Justice Kagan, joined by Justices Sotomayor and Jackson, wrote her own opinion castigating the majority for usurping Congress:
And still more fundamentally, why ever have a thumb on the scale against the Clean Water Act’s protections? The majority first invokes federalism. See ante, at 23–24. But as JUSTICE KAVANAUGH observes, “the Federal Government has long regulated the waters of the United States, including adjacent wetlands.” Post, at 11. The majority next raises the specter of criminal penalties for “indeterminate” conduct. See ante, at 24–25. But there is no peculiar indeterminacy in saying—as regulators have said for nearly a half century—that a wetland is covered both when it touches a covered water and when it is separated by only a dike, berm, dune, or similar barrier. (That standard is in fact more definite than a host of criminal laws I could name.) Today’s pop-up clear-statement rule is explicable only as a reflexive response to Congress’s enactment of an ambitious scheme of environmental regulation. It is an effort to cabin the anti-pollution actions Congress thought appropriate. See ante, at 23 (complaining about Congress’s protection of “vast” and “staggering” “additional area”). And that, too, recalls last Term, when I remarked on special canons “magically appearing as get-out-of-text-free cards” to stop the EPA from taking the measures Congress told it to.
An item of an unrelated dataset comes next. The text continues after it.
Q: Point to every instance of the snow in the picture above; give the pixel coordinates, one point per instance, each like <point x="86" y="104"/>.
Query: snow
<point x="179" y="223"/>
See West Virginia, 597 U. S., at – (dissenting opinion) (slip op., at 28–29). There, the majority’s non-textualism barred the EPA from addressing climate change by curbing power plant emissions in the most effective way. Here, that method prevents the EPA from keeping our country’s waters clean by regulating adjacent wetlands. The vice in both instances is the same: the Court’s appointment of itself as the national decision-maker on environmental policy.
So I’ll conclude, sadly, by repeating what I wrote last year, with the replacement of only a single word. “[T]he Court substitutes its own ideas about policymaking for Congress’s. The Court will not allow the Clean [Water] Act to work as Congress instructed. The Court, rather than Congress, will decide how much regulation is too much.” Id., at ___ (slip op., at 32). Because that is not how I think our Government should work—more, because it is not how the Constitution thinks our Government should work—I respectfully concur in the judgment only.